Decoupled Entropy Minimization
Jing Ma, Hanlin Li, Xiang Xiang
TL;DR
This paper addresses limitations of Entropy Minimization (EM) by reformulating the conditional entropy $H(\mathbf{z})$ into a decoupled sum of a Cluster Aggregation Driving Factor (CADF) and a Gradient Mitigation Calibrator (GMC), expressed as $H(\mathbf{z}) = T_\tau(\mathbf{z}) + Q_\alpha(\mathbf{z})$. It identifies reward collapse and easy-class bias arising from the coupled EM and analyzes them through the CADF/GMC lens.
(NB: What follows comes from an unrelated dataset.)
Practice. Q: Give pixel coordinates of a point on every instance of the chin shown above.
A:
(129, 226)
To overcome these issues, it introduces Adaptive Decoupled Entropy Minimization (AdaDEM): normalizing the CADF reward with $\delta = \| - \partial T(\mathbf{z})/\partial \mathbf{z} \|_1$ and replacing GMC with Marginal Entropy Calibrator (MEC), a hyperparameter-free, dynamically estimated prior that mitigates easy-class bias. Across SSL, TTA, UDA, and RL tasks, AdaDEM achieves superior performance and robustness compared to DEM*, demonstrating EM’s potential when decoupled and adaptively regularized.
Abstract
Entropy Minimization (EM) is beneficial to reducing class overlap, bridging domain gap, and restricting uncertainty for various tasks in machine learning, yet its potential is limited. To study the internal mechanism of EM, we reformulate and decouple the classical EM into two parts with opposite effects: cluster aggregation driving factor (CADF) rewards dominant classes and prompts a peaked output distribution, while gradient mitigation calibrator (GMC) penalizes high-confidence classes based on predicted probabilities. Furthermore, we reveal the limitations of classical EM caused by its coupled formulation: 1) reward collapse impedes the contribution of high-certainty samples in the learning process, and 2) easy-class bias induces misalignment between output distribution and label distribution. To address these issues, we propose Adaptive Decoupled Entropy Minimization (AdaDEM), which normalizes the reward brought from CADF and employs a marginal entropy calibrator (MEC) to replace GMC. AdaDEM outperforms DEM*, an upper-bound variant of classical EM, and achieves superior performance across various imperfectly supervised learning tasks in noisy and dynamic environments.